In the modern era, information overload has become an even larger problem than information scarcity. Data is generated by the ton, and most of it is not remotely relevant or useful. The way we search has even created a gray market in this thin veneer of content, often referred to as “faux content.” Estimates vary but all point to evidence that a great percentage of the web today is simply manufactured sites created specifically to scoop up visitors in search of ad dollars. The effect isn’t just a nuisance, and makes sifting through the ever growing tons of online data even more confounding.
For instance, a search for something as simple as “How to build a brick wall” might bring up many pages with that exact phrase. Great. Fantastic. I look at the first link and see that its headlines, topic paragraphs and images are all about building a brick wall (or so it seems). I’m in luck! A click and then I start reading, and my heart sinks. The content is as thin as the piece of paper I would print it on (if it were worth the time).
What’s worse, it’s often written by someone from a low-cost offshore labor pool, in far-flung locales like Kenya or Haiti, who are hired by a content farm like Demand Media to write a page based specifically on that search phrase. Since search engines reveal their search queries, enterprising companies are able to reverse-engineer the search process and thus manufacture “content” to fulfill common (and uncommon searches) searches.
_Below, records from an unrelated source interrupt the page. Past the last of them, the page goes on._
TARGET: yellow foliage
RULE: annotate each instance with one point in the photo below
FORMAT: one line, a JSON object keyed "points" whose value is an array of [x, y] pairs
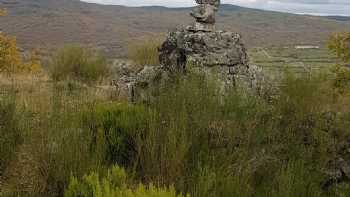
{"points": [[11, 60], [34, 64], [10, 57]]}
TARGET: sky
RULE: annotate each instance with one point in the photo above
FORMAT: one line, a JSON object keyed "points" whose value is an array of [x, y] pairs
{"points": [[315, 7]]}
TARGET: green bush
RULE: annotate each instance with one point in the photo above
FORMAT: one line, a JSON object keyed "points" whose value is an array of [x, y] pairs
{"points": [[115, 128], [144, 52], [77, 63], [114, 184], [10, 135]]}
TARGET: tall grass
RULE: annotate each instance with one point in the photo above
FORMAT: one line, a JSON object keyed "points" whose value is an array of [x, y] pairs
{"points": [[144, 52], [196, 139], [9, 130], [77, 63]]}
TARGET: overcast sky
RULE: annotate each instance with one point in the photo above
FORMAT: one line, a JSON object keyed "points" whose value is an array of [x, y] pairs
{"points": [[318, 7]]}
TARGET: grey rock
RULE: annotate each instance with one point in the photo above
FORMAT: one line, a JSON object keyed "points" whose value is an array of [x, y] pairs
{"points": [[218, 53], [204, 15], [199, 48]]}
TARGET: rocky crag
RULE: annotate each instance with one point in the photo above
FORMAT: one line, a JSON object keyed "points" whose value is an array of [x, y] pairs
{"points": [[202, 49]]}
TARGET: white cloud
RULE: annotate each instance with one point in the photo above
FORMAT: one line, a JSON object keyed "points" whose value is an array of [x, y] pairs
{"points": [[318, 7]]}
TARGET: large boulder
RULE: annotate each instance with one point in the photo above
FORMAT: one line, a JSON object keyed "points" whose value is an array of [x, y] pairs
{"points": [[219, 53]]}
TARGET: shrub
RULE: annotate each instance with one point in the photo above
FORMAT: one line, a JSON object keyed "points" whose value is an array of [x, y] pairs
{"points": [[114, 184], [144, 52], [10, 57], [77, 63], [118, 126], [9, 131]]}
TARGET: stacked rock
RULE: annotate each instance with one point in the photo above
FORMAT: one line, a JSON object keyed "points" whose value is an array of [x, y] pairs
{"points": [[210, 51]]}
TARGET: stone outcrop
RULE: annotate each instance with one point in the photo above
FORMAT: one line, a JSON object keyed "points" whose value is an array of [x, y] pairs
{"points": [[204, 15], [202, 49]]}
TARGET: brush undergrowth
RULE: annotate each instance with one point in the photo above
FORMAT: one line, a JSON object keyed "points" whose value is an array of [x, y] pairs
{"points": [[189, 137]]}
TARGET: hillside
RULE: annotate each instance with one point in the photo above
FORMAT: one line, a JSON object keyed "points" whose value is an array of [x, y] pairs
{"points": [[51, 23]]}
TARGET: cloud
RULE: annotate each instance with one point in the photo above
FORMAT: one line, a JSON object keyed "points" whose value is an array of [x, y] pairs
{"points": [[317, 7]]}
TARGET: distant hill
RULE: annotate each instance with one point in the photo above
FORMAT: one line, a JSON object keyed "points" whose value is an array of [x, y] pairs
{"points": [[52, 23], [339, 18]]}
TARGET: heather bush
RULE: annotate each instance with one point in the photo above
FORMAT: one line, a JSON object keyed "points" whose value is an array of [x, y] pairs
{"points": [[77, 63], [144, 52], [9, 130], [114, 184]]}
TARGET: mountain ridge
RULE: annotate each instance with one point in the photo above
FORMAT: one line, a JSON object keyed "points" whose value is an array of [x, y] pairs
{"points": [[51, 23]]}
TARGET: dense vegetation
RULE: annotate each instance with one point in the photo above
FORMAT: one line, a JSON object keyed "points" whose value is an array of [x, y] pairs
{"points": [[187, 139], [188, 136]]}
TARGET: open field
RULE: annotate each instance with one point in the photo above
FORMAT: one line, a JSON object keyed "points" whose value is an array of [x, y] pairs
{"points": [[275, 61]]}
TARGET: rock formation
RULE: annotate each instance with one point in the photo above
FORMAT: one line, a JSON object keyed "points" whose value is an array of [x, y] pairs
{"points": [[201, 48], [204, 14], [213, 52]]}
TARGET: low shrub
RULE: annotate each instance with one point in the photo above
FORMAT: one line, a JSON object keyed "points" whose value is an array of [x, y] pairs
{"points": [[144, 52], [77, 63], [115, 128], [114, 184], [10, 134]]}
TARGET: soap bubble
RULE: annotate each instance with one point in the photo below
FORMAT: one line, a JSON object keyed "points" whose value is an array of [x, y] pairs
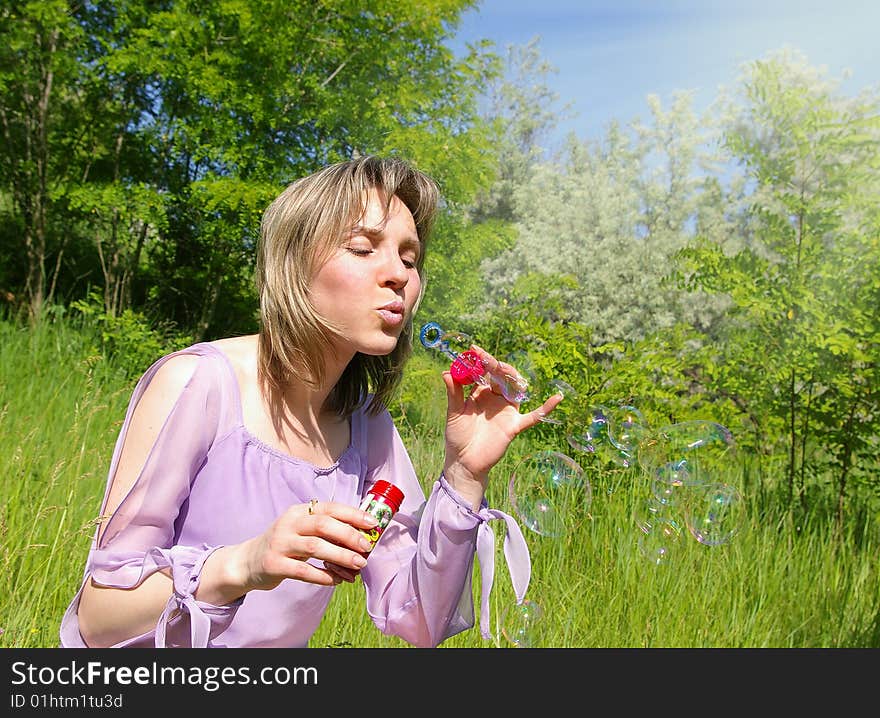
{"points": [[715, 514], [466, 367], [550, 492], [689, 453], [590, 435], [522, 624], [566, 412], [626, 428], [658, 536]]}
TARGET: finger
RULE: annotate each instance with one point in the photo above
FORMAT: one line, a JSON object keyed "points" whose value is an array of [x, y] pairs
{"points": [[454, 394], [504, 378], [535, 416], [330, 539], [343, 513], [345, 574], [304, 571]]}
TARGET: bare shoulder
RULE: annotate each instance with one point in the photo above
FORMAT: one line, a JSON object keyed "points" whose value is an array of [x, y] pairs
{"points": [[241, 352]]}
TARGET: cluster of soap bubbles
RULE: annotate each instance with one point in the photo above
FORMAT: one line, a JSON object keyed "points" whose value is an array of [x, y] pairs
{"points": [[687, 465]]}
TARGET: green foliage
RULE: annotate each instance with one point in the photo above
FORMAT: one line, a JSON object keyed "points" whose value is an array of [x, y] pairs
{"points": [[800, 345], [130, 340], [779, 583]]}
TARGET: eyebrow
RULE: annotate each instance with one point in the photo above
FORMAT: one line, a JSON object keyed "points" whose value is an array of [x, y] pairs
{"points": [[411, 241]]}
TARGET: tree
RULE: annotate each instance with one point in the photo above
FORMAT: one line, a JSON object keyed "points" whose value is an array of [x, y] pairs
{"points": [[801, 344], [611, 214]]}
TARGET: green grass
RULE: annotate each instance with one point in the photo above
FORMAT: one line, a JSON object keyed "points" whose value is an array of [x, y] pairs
{"points": [[780, 582]]}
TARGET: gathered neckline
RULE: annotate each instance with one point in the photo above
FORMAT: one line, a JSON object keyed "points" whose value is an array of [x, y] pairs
{"points": [[255, 440]]}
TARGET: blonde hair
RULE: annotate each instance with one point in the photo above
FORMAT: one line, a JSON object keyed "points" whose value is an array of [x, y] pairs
{"points": [[299, 230]]}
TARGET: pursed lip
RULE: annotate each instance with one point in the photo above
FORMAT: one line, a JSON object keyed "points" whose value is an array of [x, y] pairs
{"points": [[396, 307], [392, 313]]}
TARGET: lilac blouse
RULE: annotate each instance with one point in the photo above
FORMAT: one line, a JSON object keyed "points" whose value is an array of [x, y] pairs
{"points": [[208, 482]]}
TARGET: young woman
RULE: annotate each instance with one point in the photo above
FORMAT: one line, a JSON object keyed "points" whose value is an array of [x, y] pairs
{"points": [[231, 507]]}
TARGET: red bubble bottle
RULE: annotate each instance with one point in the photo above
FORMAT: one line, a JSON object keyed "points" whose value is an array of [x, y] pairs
{"points": [[382, 502]]}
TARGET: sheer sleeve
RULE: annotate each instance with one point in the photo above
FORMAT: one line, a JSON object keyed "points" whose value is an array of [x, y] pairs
{"points": [[419, 576], [140, 536]]}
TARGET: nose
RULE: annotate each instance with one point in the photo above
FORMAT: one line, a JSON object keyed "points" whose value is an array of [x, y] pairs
{"points": [[394, 272]]}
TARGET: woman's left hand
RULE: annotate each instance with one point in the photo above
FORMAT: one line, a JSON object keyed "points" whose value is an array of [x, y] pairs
{"points": [[480, 427]]}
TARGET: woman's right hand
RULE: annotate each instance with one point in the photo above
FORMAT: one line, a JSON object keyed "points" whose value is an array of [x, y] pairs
{"points": [[330, 532]]}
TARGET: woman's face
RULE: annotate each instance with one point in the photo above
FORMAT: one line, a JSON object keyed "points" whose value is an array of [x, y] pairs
{"points": [[369, 285]]}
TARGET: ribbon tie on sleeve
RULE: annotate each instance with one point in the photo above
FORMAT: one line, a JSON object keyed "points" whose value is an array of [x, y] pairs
{"points": [[516, 553]]}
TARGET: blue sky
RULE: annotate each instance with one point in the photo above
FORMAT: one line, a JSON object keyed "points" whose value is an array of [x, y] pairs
{"points": [[610, 54]]}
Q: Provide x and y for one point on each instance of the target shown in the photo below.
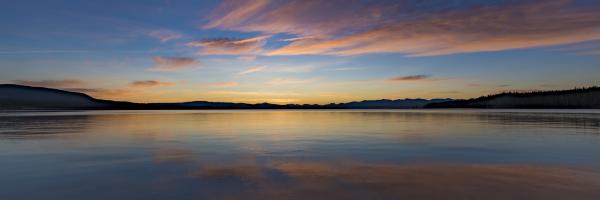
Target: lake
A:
(301, 154)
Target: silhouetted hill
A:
(17, 97)
(386, 103)
(575, 98)
(25, 97)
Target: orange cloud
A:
(411, 78)
(287, 81)
(252, 70)
(354, 28)
(150, 83)
(173, 63)
(227, 46)
(225, 84)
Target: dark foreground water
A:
(349, 154)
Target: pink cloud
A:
(361, 27)
(227, 46)
(150, 83)
(173, 63)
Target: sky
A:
(299, 51)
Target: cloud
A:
(173, 63)
(288, 81)
(52, 83)
(165, 35)
(150, 83)
(411, 78)
(225, 84)
(415, 29)
(229, 46)
(252, 70)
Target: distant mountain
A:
(575, 98)
(18, 97)
(25, 97)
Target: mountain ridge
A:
(19, 97)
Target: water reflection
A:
(432, 154)
(302, 180)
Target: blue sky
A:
(299, 51)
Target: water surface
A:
(304, 154)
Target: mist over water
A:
(301, 154)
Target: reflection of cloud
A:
(252, 70)
(302, 180)
(361, 27)
(52, 83)
(150, 83)
(172, 63)
(227, 46)
(411, 78)
(172, 155)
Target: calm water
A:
(353, 154)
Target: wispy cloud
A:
(150, 83)
(52, 83)
(362, 27)
(229, 46)
(252, 70)
(173, 63)
(418, 77)
(225, 84)
(287, 81)
(165, 35)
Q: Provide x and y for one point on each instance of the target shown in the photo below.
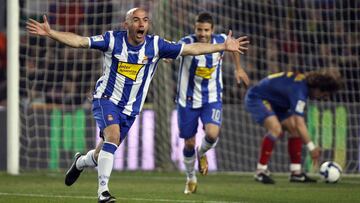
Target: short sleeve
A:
(169, 49)
(100, 42)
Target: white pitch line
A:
(121, 198)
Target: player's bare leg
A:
(294, 149)
(189, 162)
(80, 163)
(106, 161)
(209, 141)
(273, 126)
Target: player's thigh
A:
(211, 117)
(109, 116)
(212, 114)
(289, 124)
(259, 109)
(187, 121)
(272, 124)
(112, 133)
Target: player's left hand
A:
(315, 155)
(241, 75)
(236, 45)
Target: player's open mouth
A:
(140, 33)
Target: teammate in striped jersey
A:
(278, 103)
(130, 61)
(199, 95)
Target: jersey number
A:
(216, 114)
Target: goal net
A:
(56, 81)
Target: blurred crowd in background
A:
(285, 35)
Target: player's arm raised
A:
(240, 74)
(231, 45)
(67, 38)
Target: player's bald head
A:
(131, 12)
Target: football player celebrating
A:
(199, 95)
(130, 59)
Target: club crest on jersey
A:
(129, 70)
(267, 105)
(145, 60)
(98, 38)
(204, 72)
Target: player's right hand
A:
(37, 28)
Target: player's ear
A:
(124, 25)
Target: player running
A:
(278, 103)
(130, 60)
(199, 95)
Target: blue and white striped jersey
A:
(200, 77)
(128, 70)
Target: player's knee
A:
(277, 132)
(189, 144)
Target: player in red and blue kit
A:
(278, 103)
(130, 61)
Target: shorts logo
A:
(129, 70)
(98, 38)
(204, 72)
(300, 106)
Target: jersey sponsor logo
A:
(168, 41)
(267, 105)
(299, 77)
(97, 38)
(145, 60)
(129, 70)
(300, 106)
(204, 72)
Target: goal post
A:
(13, 113)
(55, 118)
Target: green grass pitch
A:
(168, 187)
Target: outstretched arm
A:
(240, 74)
(302, 130)
(231, 44)
(68, 38)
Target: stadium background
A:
(55, 81)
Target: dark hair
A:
(326, 80)
(205, 17)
The back-link game, or the process by which websites can purchase inbound links — Google’s original secret sauce that generated results based on the “authority” of a web page — has become vital to generating superior search results, and the multibillion-dollar search-engine optimization industry is built on reverse-engineering the actual search algorithms for commercial gain. Only if you are actually going to build that brick wall would you understand that the directions offered by the guys on, say, This Old House, are actually the useful and practical ones. Others are just trying to get you to click on the link to see the ads they run, hoping that the clicks on their ads will generate enough revenue to offset the pennies they paid to create their original content. This three-card monte allows the site to monetize your attention with the ads it serves up on that page.
Even if the vast majority of visitors leave for a useful site, the few who click on a relevant ad (made more relevant by Google’s AdSense and others) make the investment in the faux content worthwhile. Ironically, on most of these pages the ads are actually the most relevant content, so the same tool that Google created to help content publishers sell ads on their pages has provided economic incentives to fund the proliferation of spam that clogs their own search results! Rich Skrenta, the CEO of the spam-free search engine Blekko, frames this de-evolution in an interesting way: “Today, the Web has become a tragedy of the commons, a social system ruled by spam — over 90 percent of URLs today are pure junk!”
Fortunately, there is a growing band of innovators who have taken up the challenge and are tackling those issues — with startlingly similar approaches. Their universal mission is to employ relevant, expert-based pattern recognition to generate a useful consumer outcome. So for instance in the way we discover music using a service like Pandora, the emerging forms of predictive modeling and expert recommendation architecture in the next wave of discovery engines will have enormous implications, and offer a systematic approach for extracting useful knowledge and wisdom buried within the cluttered world of big data.
For these passionate discovery engineers, the goal is not to find a needle in a haystack, but instead to present a haystack of needles, an array of potential valuable answers to a growing list of useful and impactful questions.
Note: Jim Hornthal is a Venture Partner with CMEA, and CMEA is an investor in Blekko. This partial excerpt is from the his TED ebook, “Haystack Full of Needles: Cutting Through the Clutter of the Online World to find a Place, Partner, or President.”